Looking at Yennifer today, there’s no sign of the round-faced little girl I grew to love. She’s thin, gorgeous, and confident, and the best part is, she doesn’t realize just how gorgeous she really is (at least, not until she’s been drinking). But when she speaks, the presence she’s always had shines through- the spunky, witty, sometimes snarky but never mean attitude I know and love. There’s nothing she and I can’t tell each other. We both know way too much about each other to ever judge. We know that, deep down, we are good people, so who cares if we make mistakes along the way? I tell her everything, including those cringe-worthy secrets that would make sane people run away in fear. She does the same to me. If she and I become famous, our attorneys would place automatic gag orders on each other if it was necessary- ‘cause we aren’t blabbing for any amount of money.

Yennifer has been such a constant part of the majority of my life, it never occurred to me just how amazing it really is and just how lucky I really am. Then, on Thursday night, we had one of our many Girls’ Nights. Joined by her sister, a mutual friend from high school and one of our local friends, we rented a limo (sparing us the daunting task of designating a driver) and headed to a Taylor Swift concert.
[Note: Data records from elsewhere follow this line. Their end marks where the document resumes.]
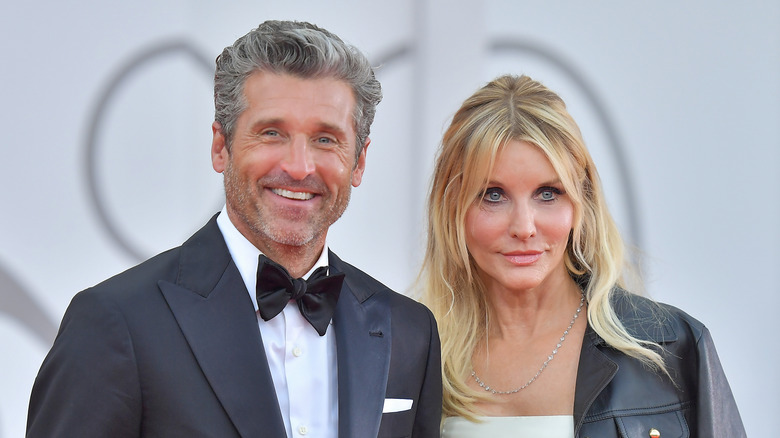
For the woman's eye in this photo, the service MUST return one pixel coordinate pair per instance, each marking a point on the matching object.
(549, 194)
(493, 195)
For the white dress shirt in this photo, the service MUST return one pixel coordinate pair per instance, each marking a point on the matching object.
(303, 364)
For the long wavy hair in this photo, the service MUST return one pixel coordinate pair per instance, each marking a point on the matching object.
(514, 108)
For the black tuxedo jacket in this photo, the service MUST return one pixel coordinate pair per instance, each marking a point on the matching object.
(171, 348)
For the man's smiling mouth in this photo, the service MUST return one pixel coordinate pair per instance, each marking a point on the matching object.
(299, 196)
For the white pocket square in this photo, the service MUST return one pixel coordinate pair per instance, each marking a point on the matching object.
(396, 405)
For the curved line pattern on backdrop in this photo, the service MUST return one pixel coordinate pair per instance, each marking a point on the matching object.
(95, 124)
(17, 302)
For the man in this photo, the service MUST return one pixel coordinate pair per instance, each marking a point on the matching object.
(173, 346)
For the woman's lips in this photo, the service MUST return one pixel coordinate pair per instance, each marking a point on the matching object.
(523, 258)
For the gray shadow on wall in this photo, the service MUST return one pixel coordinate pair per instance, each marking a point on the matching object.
(96, 122)
(19, 305)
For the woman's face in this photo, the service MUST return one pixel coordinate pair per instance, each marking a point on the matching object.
(518, 229)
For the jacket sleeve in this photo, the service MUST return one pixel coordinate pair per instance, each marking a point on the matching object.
(428, 420)
(88, 384)
(716, 409)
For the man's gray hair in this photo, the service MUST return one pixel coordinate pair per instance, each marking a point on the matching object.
(300, 49)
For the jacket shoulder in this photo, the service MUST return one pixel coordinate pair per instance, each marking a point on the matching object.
(653, 321)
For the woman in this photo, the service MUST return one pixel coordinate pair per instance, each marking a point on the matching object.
(524, 271)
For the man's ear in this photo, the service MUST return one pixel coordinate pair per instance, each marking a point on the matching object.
(220, 155)
(360, 165)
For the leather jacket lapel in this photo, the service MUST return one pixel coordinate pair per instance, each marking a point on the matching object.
(594, 373)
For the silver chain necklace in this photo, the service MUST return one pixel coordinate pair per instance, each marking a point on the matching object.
(484, 386)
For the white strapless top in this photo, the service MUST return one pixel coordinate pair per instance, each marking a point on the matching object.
(553, 426)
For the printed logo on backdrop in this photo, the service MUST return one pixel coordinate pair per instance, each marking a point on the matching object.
(145, 181)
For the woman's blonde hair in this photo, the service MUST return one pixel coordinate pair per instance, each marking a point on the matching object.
(514, 108)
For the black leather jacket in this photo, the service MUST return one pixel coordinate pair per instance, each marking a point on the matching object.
(618, 397)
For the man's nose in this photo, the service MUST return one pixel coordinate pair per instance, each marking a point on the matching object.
(299, 162)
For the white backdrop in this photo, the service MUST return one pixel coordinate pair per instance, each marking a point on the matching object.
(106, 113)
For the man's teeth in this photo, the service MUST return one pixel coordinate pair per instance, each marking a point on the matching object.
(300, 196)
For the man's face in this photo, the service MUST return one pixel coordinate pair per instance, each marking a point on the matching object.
(291, 165)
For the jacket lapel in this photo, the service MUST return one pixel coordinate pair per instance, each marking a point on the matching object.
(363, 342)
(594, 373)
(210, 303)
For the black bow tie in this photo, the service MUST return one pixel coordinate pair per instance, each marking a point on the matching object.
(316, 297)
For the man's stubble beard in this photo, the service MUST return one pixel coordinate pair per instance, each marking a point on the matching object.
(242, 199)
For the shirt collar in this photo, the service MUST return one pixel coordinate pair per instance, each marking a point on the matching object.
(245, 254)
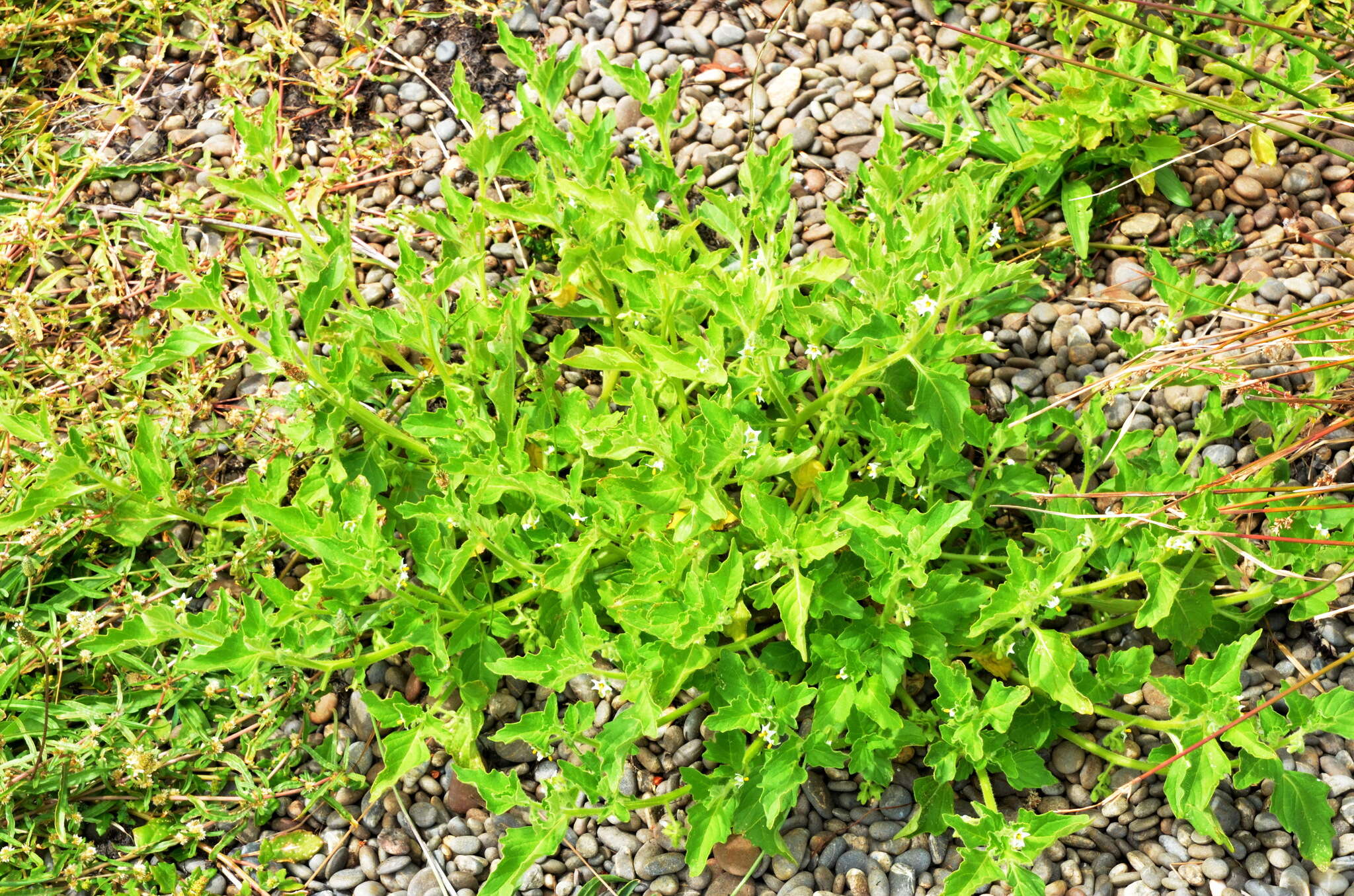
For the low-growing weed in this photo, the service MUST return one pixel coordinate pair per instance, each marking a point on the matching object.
(774, 492)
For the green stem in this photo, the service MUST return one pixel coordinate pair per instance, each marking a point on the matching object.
(1104, 585)
(1094, 749)
(1200, 50)
(848, 385)
(668, 718)
(984, 781)
(974, 558)
(664, 799)
(1115, 622)
(1142, 722)
(752, 640)
(1192, 99)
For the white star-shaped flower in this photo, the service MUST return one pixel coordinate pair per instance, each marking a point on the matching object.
(1179, 543)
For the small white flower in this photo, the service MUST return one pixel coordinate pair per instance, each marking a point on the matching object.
(1179, 543)
(750, 437)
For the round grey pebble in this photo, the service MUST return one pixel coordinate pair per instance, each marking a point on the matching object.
(424, 884)
(1220, 455)
(661, 864)
(895, 803)
(347, 879)
(1215, 870)
(124, 190)
(394, 864)
(463, 845)
(219, 145)
(413, 91)
(1068, 759)
(446, 129)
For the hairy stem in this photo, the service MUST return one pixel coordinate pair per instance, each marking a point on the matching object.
(1108, 755)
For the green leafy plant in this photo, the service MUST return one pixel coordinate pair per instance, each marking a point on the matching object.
(772, 502)
(1205, 239)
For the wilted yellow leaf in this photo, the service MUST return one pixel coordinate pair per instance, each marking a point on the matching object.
(565, 294)
(1262, 148)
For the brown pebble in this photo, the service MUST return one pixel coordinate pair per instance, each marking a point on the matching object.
(324, 710)
(1249, 188)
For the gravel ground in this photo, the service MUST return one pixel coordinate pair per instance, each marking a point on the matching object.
(820, 75)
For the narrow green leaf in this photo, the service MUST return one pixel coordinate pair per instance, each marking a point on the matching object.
(1077, 213)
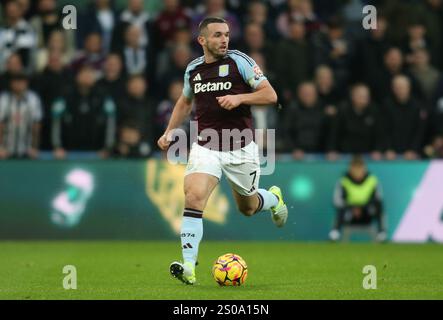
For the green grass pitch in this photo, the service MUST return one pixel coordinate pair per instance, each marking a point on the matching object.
(277, 270)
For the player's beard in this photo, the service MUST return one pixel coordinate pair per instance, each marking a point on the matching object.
(216, 52)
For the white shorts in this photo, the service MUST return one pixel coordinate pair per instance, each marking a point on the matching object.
(241, 167)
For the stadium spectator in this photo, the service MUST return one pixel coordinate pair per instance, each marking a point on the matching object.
(426, 74)
(265, 117)
(56, 45)
(254, 40)
(165, 107)
(416, 40)
(136, 121)
(217, 8)
(327, 91)
(432, 14)
(16, 36)
(294, 48)
(83, 120)
(135, 56)
(20, 116)
(48, 20)
(52, 83)
(381, 81)
(306, 123)
(370, 52)
(300, 11)
(358, 201)
(172, 18)
(91, 56)
(133, 15)
(176, 61)
(258, 13)
(100, 17)
(406, 121)
(336, 50)
(14, 65)
(358, 126)
(113, 83)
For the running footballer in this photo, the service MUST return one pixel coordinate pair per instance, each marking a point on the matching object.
(223, 84)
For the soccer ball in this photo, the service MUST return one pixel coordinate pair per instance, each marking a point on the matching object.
(230, 270)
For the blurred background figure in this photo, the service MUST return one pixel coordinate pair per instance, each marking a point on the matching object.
(47, 21)
(133, 15)
(113, 82)
(136, 121)
(101, 18)
(405, 121)
(13, 66)
(20, 116)
(358, 127)
(91, 56)
(52, 82)
(83, 120)
(134, 55)
(291, 49)
(306, 123)
(172, 18)
(298, 11)
(166, 106)
(16, 36)
(358, 201)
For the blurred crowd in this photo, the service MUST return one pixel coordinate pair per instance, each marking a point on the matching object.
(109, 86)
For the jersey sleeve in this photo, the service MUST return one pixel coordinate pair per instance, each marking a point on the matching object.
(248, 68)
(187, 90)
(3, 106)
(37, 114)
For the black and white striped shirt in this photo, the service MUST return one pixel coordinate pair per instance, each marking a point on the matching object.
(18, 115)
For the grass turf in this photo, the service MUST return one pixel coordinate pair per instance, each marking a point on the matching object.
(277, 270)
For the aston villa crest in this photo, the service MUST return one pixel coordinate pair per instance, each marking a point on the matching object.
(223, 70)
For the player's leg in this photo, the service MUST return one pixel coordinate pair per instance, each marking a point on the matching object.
(198, 188)
(203, 173)
(244, 176)
(335, 233)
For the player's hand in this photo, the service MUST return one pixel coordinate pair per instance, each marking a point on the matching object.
(229, 102)
(164, 142)
(60, 153)
(32, 153)
(3, 153)
(410, 155)
(390, 155)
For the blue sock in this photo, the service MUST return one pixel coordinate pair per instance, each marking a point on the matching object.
(266, 199)
(191, 234)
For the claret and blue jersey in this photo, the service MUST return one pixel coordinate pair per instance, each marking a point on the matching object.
(236, 73)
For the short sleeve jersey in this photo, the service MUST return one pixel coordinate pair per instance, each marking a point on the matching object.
(236, 73)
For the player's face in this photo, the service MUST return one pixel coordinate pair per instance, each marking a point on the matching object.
(216, 39)
(358, 172)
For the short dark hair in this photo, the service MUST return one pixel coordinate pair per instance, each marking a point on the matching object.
(357, 161)
(204, 23)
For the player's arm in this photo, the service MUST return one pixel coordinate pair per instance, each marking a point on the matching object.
(264, 94)
(182, 109)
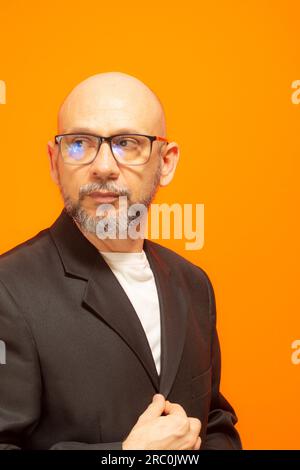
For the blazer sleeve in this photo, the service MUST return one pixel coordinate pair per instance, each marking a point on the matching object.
(20, 382)
(221, 433)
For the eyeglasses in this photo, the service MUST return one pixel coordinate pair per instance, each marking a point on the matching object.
(127, 149)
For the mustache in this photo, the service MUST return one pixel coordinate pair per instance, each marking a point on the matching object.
(88, 188)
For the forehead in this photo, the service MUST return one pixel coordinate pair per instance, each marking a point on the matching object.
(109, 114)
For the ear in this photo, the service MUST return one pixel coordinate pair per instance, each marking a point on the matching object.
(53, 154)
(170, 157)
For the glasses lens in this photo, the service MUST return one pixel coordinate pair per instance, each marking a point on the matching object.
(131, 149)
(78, 148)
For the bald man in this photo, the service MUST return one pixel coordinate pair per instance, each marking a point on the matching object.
(110, 341)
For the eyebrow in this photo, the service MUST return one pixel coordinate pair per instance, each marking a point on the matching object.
(87, 130)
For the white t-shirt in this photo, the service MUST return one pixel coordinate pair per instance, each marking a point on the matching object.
(136, 277)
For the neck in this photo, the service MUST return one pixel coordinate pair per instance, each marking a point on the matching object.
(127, 245)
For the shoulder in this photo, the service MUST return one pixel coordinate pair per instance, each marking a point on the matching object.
(186, 268)
(26, 258)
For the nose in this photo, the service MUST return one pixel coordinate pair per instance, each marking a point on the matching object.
(104, 166)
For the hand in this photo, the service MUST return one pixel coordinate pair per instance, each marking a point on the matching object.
(173, 431)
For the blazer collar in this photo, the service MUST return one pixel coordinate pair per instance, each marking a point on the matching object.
(105, 296)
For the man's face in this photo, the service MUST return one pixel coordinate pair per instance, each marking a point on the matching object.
(77, 183)
(109, 105)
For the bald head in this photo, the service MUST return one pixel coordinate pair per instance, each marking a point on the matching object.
(112, 103)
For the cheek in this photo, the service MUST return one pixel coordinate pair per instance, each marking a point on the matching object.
(70, 181)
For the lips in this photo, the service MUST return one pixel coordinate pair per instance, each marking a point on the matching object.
(104, 196)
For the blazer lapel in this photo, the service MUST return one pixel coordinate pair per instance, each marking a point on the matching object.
(107, 299)
(173, 317)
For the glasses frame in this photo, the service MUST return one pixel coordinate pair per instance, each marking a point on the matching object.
(109, 139)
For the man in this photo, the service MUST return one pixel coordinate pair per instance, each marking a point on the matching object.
(111, 342)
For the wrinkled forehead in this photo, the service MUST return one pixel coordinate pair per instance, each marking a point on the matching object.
(110, 112)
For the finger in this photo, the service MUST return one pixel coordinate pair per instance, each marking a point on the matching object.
(154, 409)
(197, 444)
(167, 407)
(195, 425)
(175, 408)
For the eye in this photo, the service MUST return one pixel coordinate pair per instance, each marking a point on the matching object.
(127, 142)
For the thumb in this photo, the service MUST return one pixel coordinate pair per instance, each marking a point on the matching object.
(155, 409)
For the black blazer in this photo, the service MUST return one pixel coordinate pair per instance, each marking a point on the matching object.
(79, 370)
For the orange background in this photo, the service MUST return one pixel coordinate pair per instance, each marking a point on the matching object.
(223, 71)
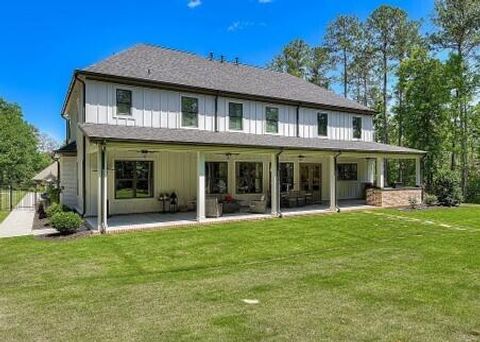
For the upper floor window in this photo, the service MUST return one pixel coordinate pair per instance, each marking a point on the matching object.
(347, 171)
(189, 111)
(357, 127)
(124, 102)
(235, 114)
(322, 124)
(272, 119)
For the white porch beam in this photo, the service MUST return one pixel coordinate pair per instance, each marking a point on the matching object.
(200, 186)
(380, 173)
(333, 182)
(274, 185)
(418, 172)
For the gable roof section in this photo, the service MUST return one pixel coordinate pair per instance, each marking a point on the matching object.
(70, 149)
(171, 67)
(208, 138)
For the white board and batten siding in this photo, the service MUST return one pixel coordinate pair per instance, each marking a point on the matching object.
(68, 181)
(160, 108)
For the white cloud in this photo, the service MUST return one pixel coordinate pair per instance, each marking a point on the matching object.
(242, 25)
(196, 3)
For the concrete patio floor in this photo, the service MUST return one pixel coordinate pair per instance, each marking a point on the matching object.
(119, 223)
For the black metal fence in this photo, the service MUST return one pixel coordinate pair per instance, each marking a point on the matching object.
(17, 196)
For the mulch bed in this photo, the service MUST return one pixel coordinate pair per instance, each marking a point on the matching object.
(43, 223)
(80, 233)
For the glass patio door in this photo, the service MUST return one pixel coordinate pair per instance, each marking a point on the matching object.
(311, 180)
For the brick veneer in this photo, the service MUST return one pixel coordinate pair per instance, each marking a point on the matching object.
(391, 198)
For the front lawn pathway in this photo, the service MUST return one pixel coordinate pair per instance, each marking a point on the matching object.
(20, 220)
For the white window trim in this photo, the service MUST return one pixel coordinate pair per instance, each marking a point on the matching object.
(265, 121)
(227, 115)
(115, 114)
(361, 128)
(181, 112)
(328, 126)
(131, 158)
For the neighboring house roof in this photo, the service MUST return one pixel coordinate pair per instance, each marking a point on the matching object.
(70, 148)
(48, 174)
(172, 67)
(234, 139)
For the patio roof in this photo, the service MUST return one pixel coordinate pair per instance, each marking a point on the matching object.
(233, 139)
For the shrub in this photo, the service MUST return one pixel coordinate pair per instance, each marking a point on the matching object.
(446, 186)
(53, 209)
(430, 200)
(66, 222)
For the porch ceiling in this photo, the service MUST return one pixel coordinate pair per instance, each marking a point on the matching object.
(200, 138)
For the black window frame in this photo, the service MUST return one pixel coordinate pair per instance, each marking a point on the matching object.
(248, 178)
(135, 178)
(357, 128)
(212, 180)
(269, 120)
(118, 102)
(233, 114)
(324, 125)
(347, 172)
(287, 176)
(189, 112)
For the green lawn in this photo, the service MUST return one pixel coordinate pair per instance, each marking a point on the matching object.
(379, 275)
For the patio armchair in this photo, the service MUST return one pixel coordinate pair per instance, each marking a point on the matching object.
(258, 206)
(213, 208)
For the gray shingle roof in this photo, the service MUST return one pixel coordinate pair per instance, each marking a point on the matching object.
(70, 148)
(156, 64)
(203, 138)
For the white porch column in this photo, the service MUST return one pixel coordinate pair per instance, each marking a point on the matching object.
(274, 185)
(418, 172)
(333, 182)
(370, 170)
(380, 173)
(105, 189)
(200, 186)
(101, 189)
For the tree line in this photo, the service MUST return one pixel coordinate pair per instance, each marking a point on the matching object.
(24, 151)
(423, 86)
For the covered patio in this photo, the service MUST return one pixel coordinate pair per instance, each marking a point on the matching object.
(129, 222)
(268, 176)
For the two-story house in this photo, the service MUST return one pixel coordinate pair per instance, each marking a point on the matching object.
(152, 121)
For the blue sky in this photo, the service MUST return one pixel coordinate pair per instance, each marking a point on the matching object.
(44, 41)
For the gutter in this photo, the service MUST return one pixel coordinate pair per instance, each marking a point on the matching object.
(209, 91)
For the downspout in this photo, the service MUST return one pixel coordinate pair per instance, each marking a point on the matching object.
(277, 161)
(215, 123)
(298, 121)
(337, 209)
(84, 151)
(102, 170)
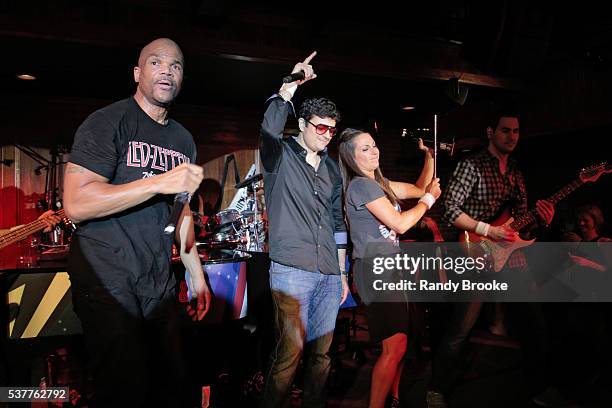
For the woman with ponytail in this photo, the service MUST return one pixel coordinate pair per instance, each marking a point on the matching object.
(375, 217)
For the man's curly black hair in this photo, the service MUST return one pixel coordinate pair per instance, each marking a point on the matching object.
(321, 107)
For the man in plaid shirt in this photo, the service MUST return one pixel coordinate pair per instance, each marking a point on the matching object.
(481, 187)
Taylor captures young love issues with more maturity than a woman twice her age. As she stood onstage, belting out tales of unrequited love and pictures to burn, I looked over at Yennifer, Mike’s Hard Cranberry Lemonade in hand, and realized- we have lived these songs. We have lived them, and we have been there for each other through all of them. We have more inside jokes than pairs of shoes. And that’s pretty amazing.

These days, we eat more salad and hummus than McDonald’s and drink more wine than sparkling cider. Instead of slumber parties, we go to Vegas, where we take shots of Patron at 3 PM (me) and single-handedly transmit a head cold to four cities and two continents (her). But deep down, there’s still a little bit of that spunk that drew us together in the first place. This was evident on Thursday, when we stuck our heads out of the top of the limo and belted out “Don’t Stop Believin’.” Yennifer was the maid of honor at my wedding and, should Mr. W and I ever breed, is the leading candidate for godmother of our spawn. I have no doubt that we’ll be those old ladies you see wearing way too much perfume and jewelry drinking flavored martinis at 11 am.